/SchemaTransformation

Transform a collection of JSON documents into a relational database.

Primary LanguageJava

Transformation of NoSQL-Data (JSON) in relational databases

This is a prototype for my Bachelor thesis "Data-Integration pipeline for the transformation of NoSQL-Data (JSON) in relational databases" at the University of Rostock. It allows the transformation of a document collection from MongoDB into a MySQL database.

The theory behind it can be read in the (German) Bachelor thesis itself (see paper.pdf).

TL;DR; version of the concept:

  • Objects become relations, with properties being attributes
  • Arrays become relations, with each element being a single tuple
  • Nested objects/arrays lead to new relations
  • Relations can potentially be inlined or merged into each other

Requirements

This project has four requirements to your system. Version numbers represent what I used. Older version might work, but aren't tested.All further dependencies are managed through the Gradle build file as listed in the following section.

  • Java 1.7
  • Gradle 2.5
  • MongoDB 3.2.6
  • MySQL 5.5.5

Dependencies

Installation

The installation procress should be straight forward.

  1. git clone https://https://github.com/fbeuster/SchemaTransformation.git
  2. Open folder in IntelliJ and follow the import dialog
  3. Make project
  4. Configure your environment (see below).
  5. Run Main class

At least in theory. This is a prototype so everything can happen. Except world domination, that's one thing this code can't do for you.

Configuration

A lot of settings can be changed, including database names and credentials, along with a lot of transform related settings. You can find a full list of the settings in the defaults.yaml.
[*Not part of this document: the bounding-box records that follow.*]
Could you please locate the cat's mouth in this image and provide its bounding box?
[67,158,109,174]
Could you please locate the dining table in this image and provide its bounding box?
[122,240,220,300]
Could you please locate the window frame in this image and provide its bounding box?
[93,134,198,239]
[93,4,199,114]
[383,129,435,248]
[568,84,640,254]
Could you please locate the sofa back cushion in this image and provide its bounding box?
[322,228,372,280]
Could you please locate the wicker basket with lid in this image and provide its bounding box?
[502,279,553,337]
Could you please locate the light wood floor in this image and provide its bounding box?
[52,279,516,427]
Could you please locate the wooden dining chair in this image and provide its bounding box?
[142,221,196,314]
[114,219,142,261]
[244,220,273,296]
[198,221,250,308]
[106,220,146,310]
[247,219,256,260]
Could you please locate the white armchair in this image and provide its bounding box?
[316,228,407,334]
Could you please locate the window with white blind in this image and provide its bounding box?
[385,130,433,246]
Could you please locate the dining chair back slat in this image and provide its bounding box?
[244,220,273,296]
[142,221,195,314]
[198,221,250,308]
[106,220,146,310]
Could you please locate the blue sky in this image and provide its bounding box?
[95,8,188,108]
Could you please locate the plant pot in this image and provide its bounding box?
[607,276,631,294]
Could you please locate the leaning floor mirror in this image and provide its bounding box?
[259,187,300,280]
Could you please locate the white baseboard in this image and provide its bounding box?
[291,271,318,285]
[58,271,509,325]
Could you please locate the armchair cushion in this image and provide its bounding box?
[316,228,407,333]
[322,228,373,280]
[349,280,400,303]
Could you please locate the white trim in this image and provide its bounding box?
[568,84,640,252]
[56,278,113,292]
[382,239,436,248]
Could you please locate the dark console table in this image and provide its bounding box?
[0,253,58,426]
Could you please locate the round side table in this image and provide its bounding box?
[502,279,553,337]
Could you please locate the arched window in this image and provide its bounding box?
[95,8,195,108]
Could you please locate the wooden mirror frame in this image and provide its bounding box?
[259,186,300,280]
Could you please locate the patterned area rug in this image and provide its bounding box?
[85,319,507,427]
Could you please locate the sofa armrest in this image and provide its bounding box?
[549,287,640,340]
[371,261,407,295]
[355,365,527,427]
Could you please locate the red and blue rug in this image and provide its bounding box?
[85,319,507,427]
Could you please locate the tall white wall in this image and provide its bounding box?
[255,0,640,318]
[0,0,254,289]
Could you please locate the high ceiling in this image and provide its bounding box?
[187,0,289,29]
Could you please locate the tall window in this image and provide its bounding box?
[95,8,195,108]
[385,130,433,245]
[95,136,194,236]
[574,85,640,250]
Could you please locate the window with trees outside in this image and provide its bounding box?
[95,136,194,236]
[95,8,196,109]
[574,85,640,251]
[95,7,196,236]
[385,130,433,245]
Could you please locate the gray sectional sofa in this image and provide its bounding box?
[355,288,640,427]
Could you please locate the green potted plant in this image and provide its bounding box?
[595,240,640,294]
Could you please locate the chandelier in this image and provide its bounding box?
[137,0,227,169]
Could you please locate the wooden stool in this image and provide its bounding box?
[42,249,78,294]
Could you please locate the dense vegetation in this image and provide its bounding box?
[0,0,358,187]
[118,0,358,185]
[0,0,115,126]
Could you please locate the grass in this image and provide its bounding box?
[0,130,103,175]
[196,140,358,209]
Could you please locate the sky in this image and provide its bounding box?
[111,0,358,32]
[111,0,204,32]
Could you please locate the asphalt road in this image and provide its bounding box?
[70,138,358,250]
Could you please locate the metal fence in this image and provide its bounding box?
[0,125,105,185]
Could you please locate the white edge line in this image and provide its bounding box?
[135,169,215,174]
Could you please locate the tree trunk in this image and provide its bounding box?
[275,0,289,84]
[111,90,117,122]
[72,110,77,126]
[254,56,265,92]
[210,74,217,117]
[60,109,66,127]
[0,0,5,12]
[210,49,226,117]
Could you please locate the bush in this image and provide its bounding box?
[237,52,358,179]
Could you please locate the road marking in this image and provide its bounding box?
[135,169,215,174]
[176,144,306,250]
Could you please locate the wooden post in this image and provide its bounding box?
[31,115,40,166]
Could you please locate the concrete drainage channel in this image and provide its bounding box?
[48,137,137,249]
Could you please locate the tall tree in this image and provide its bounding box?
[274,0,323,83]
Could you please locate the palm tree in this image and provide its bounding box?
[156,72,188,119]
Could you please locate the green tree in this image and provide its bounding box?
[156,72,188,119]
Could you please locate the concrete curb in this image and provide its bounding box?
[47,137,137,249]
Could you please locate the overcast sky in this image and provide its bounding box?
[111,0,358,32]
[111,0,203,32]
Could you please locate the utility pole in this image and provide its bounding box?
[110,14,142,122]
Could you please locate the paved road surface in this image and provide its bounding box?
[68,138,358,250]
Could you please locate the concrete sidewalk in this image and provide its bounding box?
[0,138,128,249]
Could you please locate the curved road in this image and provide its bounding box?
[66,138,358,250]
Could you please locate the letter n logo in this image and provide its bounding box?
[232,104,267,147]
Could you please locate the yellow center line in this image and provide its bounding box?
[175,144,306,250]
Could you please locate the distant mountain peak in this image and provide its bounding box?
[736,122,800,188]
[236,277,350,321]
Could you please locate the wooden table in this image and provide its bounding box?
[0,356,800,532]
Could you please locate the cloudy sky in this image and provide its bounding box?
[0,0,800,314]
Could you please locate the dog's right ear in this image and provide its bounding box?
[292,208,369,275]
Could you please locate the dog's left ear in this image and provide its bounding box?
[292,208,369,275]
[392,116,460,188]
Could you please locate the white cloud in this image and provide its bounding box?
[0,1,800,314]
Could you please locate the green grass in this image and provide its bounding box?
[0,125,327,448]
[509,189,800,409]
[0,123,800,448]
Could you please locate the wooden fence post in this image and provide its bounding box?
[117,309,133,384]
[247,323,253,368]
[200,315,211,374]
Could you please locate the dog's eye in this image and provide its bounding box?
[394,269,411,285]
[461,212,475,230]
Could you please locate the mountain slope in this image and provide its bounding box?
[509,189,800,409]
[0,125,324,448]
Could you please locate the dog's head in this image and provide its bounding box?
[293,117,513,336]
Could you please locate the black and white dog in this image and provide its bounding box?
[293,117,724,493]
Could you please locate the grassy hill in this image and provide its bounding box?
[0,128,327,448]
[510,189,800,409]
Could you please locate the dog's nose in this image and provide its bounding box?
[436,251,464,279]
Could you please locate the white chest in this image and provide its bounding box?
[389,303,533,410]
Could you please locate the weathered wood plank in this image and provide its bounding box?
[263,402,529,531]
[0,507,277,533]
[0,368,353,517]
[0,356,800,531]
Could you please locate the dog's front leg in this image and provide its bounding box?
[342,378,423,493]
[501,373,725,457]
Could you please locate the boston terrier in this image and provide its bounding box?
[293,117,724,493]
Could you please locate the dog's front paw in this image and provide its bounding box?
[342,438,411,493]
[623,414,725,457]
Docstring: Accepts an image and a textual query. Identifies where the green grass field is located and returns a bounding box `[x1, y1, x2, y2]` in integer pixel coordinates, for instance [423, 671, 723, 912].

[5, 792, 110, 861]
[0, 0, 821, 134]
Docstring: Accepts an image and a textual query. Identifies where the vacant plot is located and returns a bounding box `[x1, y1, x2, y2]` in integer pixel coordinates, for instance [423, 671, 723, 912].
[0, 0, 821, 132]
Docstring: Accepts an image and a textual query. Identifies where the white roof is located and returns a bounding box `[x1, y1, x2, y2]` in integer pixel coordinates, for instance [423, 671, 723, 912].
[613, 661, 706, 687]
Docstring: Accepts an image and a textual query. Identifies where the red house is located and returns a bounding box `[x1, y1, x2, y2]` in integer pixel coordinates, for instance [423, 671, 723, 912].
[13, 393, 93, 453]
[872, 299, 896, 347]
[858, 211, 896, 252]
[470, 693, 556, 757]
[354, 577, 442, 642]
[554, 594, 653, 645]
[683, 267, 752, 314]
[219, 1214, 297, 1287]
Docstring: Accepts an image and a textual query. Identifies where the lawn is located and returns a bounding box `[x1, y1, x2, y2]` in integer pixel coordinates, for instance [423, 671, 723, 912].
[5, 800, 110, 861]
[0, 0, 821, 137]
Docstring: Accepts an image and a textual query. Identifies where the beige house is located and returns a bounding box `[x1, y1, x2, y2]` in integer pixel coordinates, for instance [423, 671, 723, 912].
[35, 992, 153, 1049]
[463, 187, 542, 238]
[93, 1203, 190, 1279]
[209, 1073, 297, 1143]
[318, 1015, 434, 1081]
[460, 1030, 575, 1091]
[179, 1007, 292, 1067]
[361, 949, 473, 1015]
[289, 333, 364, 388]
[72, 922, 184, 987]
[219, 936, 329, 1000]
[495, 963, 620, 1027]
Do yourself a favor and DO NOT change settings there. If you need to make changes, create a config.yaml for it and place it alongside the defaults.yaml.

Setting up your environment

You should create the config.yaml as described above. In there you need to configure your MongoDB instance, as well as your MySQL instance. The following settings are needed for this:

mongodb:
  database: mongodb_database_name
  collection: collection_name
sql:
  database: mysql_database_name
  host: host_name
  password: your_password
  port: port_number
  user: your_username

Please note that both, mongodb and sql, are top level entries in the YAML file.

Note

As said earlier, this is a prototype. While it worked fine with my test data sets, I can't guarantee that the program is free of bugs. Also there're lots of open ToDo's and the code is a long way from being perfect and optimized.